Dorothy Sutton was waiting for me on the platform. She came forward as soon as I stepped off the train. She had seen all the passengers hurrying by, the scramble for porters and the queues for taxis, and had begun to wonder if I had missed the train or changed my mind.
‘Helen Norton?' she asked challengingly as she approached me.
‘Yes.'
I stared at a young woman dressed in the height of fashion. Her belted coat had a little false cloak at the top of each sleeve and her cloche hat had no brim at all. Margery had told me that her daughter spent all her money on clothes and that she looked like a proper lady. Well, she did, but at that moment she was a very cross lady.
‘I had to buy a platform ticket,' she said. ‘I couldn't turn round and go home without making sure. So that's a penny you owe me.'
‘I'm sorry.'
She looked me up and down and her expression changed. ‘My Gawd, what has Mam sent me?' she said. ‘You look like a school kid.'
‘I'm sixteen.'
‘Well, you don't dress sixteen, do you?'
‘I suppose not.'
She's right. I don't. My old school coat is the only coat I have and my shoes were bought for comfort rather than fashion.
Dorothy shrugged and put on a long-suffering look. ‘I told Mam that I'd be happy to have a girl from home to share my digs.
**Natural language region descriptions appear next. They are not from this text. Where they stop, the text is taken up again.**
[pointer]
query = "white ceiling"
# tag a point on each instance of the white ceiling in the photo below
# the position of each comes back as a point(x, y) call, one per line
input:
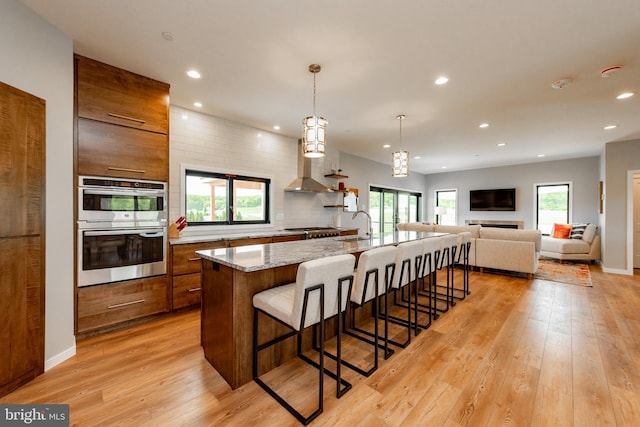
point(380, 59)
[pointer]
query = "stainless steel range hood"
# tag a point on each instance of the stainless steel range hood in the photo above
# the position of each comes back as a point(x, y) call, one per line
point(304, 183)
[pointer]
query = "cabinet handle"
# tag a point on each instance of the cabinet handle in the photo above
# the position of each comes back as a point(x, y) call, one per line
point(126, 169)
point(124, 304)
point(133, 119)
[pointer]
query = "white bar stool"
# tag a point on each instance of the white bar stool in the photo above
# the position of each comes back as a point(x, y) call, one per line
point(320, 284)
point(373, 277)
point(408, 263)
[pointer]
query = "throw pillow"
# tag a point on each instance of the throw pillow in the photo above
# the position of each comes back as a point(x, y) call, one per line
point(561, 231)
point(577, 230)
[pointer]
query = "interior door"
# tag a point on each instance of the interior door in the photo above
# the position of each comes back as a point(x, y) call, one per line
point(22, 176)
point(636, 221)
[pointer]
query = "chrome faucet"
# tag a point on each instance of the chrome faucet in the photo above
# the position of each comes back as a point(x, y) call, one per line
point(369, 232)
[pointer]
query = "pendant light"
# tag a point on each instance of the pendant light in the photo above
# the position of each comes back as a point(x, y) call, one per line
point(400, 159)
point(314, 127)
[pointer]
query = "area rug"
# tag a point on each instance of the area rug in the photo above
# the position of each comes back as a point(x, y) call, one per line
point(567, 272)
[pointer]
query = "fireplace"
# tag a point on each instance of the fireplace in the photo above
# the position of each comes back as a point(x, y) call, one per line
point(495, 223)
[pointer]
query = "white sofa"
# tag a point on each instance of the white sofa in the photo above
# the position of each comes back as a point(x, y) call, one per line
point(586, 248)
point(497, 248)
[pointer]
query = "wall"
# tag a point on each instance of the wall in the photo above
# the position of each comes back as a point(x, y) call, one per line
point(38, 59)
point(584, 173)
point(364, 173)
point(210, 142)
point(620, 158)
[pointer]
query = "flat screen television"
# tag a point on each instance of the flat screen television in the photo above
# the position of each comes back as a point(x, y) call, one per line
point(503, 199)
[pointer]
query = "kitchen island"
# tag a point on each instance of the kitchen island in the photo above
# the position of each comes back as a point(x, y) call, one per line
point(230, 278)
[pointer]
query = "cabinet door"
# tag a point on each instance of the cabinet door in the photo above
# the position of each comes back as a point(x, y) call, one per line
point(105, 305)
point(22, 134)
point(107, 150)
point(113, 95)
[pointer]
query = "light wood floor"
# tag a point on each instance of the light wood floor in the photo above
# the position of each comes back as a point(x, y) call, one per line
point(516, 352)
I didn't say I was prepared to look after a kid.'
All the time she was talking train doors were slamming, people were shouting and steam was hissing up from the gap between the wheels and the platform. To my horror I thought I was going to cry, but suddenly Dorothy grinned.
‘Although come to think of it, I might enjoy that.'
‘What?' I asked, bewildered by her change of mood as well as her words.
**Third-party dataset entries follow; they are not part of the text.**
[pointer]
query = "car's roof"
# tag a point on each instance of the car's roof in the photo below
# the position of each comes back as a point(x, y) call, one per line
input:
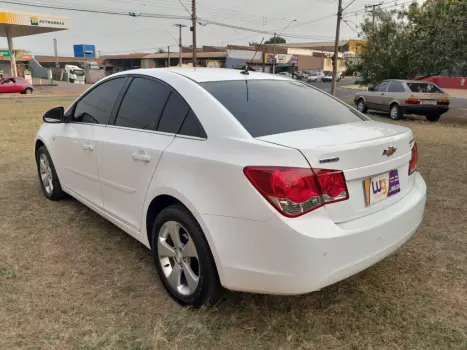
point(410, 81)
point(208, 74)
‘Looking after you. Showing you the ropes. Passing on my valuable knowledge and experience. Well, we can't stand here gassing all night; I'd better get you back to the diggings. Can you manage that?' she asked, giving my case a cursory glance, and turned to hurry away without waiting for my answer. ‘I'll buy your ticket, you can settle up with me later.'
My first ride on the underground! Going down the moving staircase everyone else looked so casual, chatting, looking bored, looking cross, anything but impressed that they were being carried down into the underworld! I was scared on the platform and wished that Dorothy wouldn't stand so near the edge. Then there was a rumbling sound, a rush of warm air and the train hurtled into the station. There were no seats and I almost became separated from Dorothy as people pushed and shoved and got on and off the train at different stations. But my reluctant new friend took charge and brought me safely to Kilburn and what she called ‘the diggings'. And here I am writing it all down before I forget a moment of it.
I am alone. Dorothy had a date with Mr Barker, her gentleman friend, so she showed me the room that was to be my own, the tiny kitchen, the bathroom we share with the flat downstairs, and told me to get an early night as she would be taking me into work with her early tomorrow to the restaurant in Soho to see if Stefano would take me on.
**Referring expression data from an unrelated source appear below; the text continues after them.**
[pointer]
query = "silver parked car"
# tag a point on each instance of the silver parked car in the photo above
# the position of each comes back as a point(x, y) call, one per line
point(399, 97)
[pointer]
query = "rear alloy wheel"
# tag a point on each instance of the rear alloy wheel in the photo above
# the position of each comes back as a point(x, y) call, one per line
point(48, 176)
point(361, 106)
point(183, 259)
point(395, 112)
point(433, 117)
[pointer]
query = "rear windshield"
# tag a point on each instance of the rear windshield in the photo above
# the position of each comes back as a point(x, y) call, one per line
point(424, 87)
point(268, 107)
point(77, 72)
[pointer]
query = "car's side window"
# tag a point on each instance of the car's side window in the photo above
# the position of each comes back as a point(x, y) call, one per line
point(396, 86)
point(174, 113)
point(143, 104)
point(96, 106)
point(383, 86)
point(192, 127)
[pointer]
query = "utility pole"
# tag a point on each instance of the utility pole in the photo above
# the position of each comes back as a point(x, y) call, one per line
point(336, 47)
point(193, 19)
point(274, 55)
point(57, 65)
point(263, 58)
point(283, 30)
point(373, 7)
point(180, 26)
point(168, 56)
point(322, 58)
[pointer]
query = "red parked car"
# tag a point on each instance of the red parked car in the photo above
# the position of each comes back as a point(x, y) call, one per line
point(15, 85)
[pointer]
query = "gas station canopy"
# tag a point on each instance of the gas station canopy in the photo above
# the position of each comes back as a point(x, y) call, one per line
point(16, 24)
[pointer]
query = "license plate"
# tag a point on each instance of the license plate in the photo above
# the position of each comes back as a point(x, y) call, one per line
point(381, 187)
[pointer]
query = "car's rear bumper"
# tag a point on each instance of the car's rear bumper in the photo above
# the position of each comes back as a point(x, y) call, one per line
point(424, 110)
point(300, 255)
Tomorrow . . . I can't sleep for thinking about it.
 
 
Several exercise books had been filled since that night when Helen had arrived in London. She didn't make an entry every day. Sometimes she was too exhausted when she got home from work at the restaurant and sometimes she made the editorial decision that the events of the day simply weren't interesting enough to record for history.